In a very rare event, the post-Devin Nunes-craziness House Intelligence Committee was back in business on Wednesday morning, talking with former Homeland Security Sec. Jeh Johnson.
The subject of the hearing was the increasing evidence that Russia did far more than hack into DNC and private emails to feed Trump material through WikiLeaks, and did more than put an army of propagandists to work in social media creating fake news stories to bolster Trump and plant doubts about Hillary Clinton. More recent reporting has revealed that Russia attacked election infrastructure in at least 39 states. This included attempts to “alter or delete” voter data.
The following quotes were transcribed from C-SPAN. From Johnson’s opening statement:
In 2016, the Russian government, at the direction of Vladimir Putin himself, orchestrated cyberattacks on our nation for the purpose of influencing our election. Plain and simple.
The first effort by Republican Trey Gowdy was to very narrowly frame questions to get the response he wanted.
Gowdy: At the time you separated from service in January of 2017, you had seen no evidence that the Russians were successful at changing voter tallies or voter totals?
Johnson: Correct.
But as Democratic co-chair Adam Schiff pointed out, that answer … wasn’t the real answer.

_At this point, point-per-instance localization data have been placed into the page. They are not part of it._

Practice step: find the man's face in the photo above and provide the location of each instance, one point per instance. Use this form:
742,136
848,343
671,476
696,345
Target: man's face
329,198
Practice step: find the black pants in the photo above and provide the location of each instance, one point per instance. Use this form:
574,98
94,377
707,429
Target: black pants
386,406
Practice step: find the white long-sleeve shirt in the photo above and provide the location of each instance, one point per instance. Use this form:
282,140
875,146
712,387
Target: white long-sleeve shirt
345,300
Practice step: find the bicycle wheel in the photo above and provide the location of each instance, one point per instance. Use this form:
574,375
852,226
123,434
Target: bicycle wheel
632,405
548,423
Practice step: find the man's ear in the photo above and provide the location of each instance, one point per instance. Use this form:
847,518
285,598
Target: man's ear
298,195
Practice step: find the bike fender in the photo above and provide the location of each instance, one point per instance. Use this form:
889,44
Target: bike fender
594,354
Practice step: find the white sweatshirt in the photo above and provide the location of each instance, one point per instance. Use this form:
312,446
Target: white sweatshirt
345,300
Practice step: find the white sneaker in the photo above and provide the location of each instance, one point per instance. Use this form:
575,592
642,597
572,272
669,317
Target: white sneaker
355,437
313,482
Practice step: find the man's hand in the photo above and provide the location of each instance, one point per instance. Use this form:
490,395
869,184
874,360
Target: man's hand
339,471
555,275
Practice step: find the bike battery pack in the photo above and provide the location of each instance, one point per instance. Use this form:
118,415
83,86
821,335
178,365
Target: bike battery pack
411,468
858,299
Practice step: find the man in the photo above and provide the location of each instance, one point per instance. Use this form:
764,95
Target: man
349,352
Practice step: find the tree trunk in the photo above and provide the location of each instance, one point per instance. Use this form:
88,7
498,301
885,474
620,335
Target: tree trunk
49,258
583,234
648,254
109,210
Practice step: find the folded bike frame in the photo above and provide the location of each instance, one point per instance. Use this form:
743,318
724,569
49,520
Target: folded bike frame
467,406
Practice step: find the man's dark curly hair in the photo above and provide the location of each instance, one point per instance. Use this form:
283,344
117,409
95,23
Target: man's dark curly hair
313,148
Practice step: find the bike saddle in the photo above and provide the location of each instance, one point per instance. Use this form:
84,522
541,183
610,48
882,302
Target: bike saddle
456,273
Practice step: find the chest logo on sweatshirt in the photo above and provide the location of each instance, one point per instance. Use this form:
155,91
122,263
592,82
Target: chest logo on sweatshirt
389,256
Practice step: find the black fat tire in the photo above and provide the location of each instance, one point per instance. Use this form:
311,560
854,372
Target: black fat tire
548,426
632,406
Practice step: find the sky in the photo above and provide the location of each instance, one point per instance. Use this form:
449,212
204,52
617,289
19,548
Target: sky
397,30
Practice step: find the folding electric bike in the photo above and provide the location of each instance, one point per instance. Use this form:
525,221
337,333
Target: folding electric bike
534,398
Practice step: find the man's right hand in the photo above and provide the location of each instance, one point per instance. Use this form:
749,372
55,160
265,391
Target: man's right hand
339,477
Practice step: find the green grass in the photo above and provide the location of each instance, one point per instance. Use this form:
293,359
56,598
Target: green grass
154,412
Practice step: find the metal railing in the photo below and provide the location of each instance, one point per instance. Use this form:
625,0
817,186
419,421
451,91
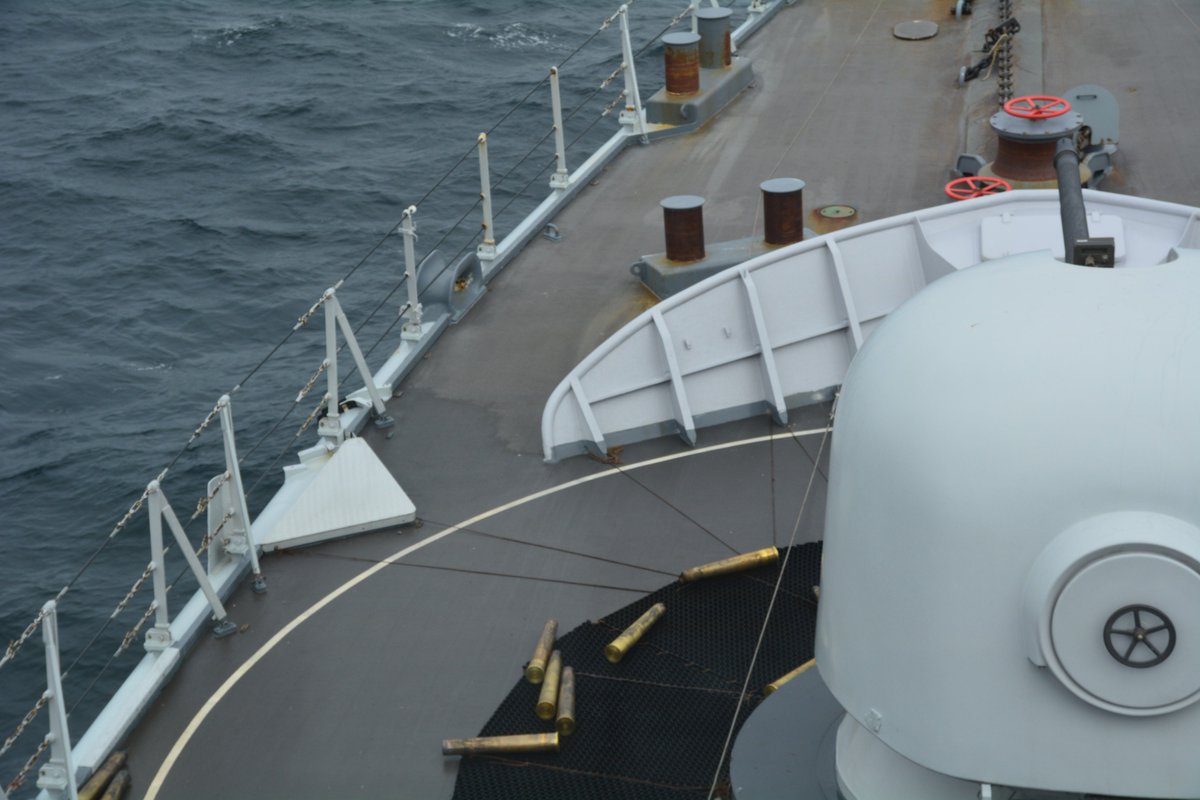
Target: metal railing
432,302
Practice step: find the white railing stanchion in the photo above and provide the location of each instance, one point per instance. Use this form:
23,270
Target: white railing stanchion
634,115
412,328
486,251
239,492
57,776
561,179
330,426
159,637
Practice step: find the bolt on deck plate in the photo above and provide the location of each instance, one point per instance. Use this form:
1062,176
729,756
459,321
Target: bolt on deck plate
838,211
916,29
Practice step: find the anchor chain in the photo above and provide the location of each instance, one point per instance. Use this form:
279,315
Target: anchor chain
24,723
17,782
1005,56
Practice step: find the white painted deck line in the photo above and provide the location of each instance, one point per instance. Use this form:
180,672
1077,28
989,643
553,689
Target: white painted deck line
309,613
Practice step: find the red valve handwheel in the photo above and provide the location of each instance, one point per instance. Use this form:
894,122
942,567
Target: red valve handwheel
964,188
1037,107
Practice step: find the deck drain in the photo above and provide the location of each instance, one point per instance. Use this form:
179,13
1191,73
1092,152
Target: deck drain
916,29
838,211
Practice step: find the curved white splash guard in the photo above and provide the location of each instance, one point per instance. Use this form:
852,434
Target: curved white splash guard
779,331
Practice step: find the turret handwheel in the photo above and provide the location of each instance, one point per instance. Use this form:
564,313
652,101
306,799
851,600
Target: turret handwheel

Schiff: You’ve been asked, Mr. Secretary, about whether the vote tallies were impacted. Some have suggested that since the actual counting of the votes by the machines wasn’t impacted, that therefore you’re testifying and others have testified that there was no effect on the election. These are two quite different things.
At other times, all the framing in the world couldn’t check the box Gowdy was after.
Gowdy: At the time you separated from service in January of 2017, had you seen any evidence that Donald Trump or any member of his campaign colluded, conspired, or coordinated with the Russians or anyone else to infiltrate or alter our voter infrastructure?
Johnson: Umm. (pause) Not beyond what has been out there, open source, and not beyond anything I’m sure this committee has already seen and heard before directly from the intelligence community. So anything I have on that is derivative of what the intelligence community has … and the law enforcement community.
Gowdy next tried to get Johnson to agree that the intelligence information on Russian meddling was available before the election. When Johnson demurred, he settled for an agreement that Johnson had seen evidence of Russian intention to interfere in the election previous to Election Day—not exactly shocking, since Obama had already gone public with Russian hacking months earlier and Johnson himself had made public warnings about the vulnerability of election infrastructure.
Gowdy stayed on the idea that 1) Russia always tries things like this, and 2) we should have taken action before the election.
Johnson: I think it was unprecedented. The scale and the scope of what we saw them doing. … I’m satisfied that this had my attention, and had the attention of my people because I pushed them at every step of the way to make sure we were doing everything we could do.
Johnson testified that he held a conference call with state officials to offer help before the election, but some states were opposed to designating election infrastructure as “critical infrastructure,” which limited the assistance that could be provided.
Schiff followed up on Gowdy’s questioning, going straight after the implication that Johnson—or any other intelligence official—could answer the question of whether or not the outcome of the election was affected.
Schiff: In your written statement, you state “I’m not in a position to know whether the DNC and other Russian government directed hacks did in fact alter public opinion and thereby alter the outcome of the presidential election.”
Johnson: Correct.
Schiff: You stand by that?
Johnson: Yes, and thank you for that clarification.
Schiff: It’s not really the job of the intelligence community to determine whether the information that was dumped had a determinative effect on the outcome. Only whether machines were impacted, not people.
Johnson: Correct. You’d need a social scientist or a pollster to do that.
Meanwhile over on the Senate side of the hill, acting Department of Homeland Security official Jeanette Manfra testified that infrastructure had been breached by Russian hacks in 21 states, but refused to say publicly in how many states data had actually been altered or erased.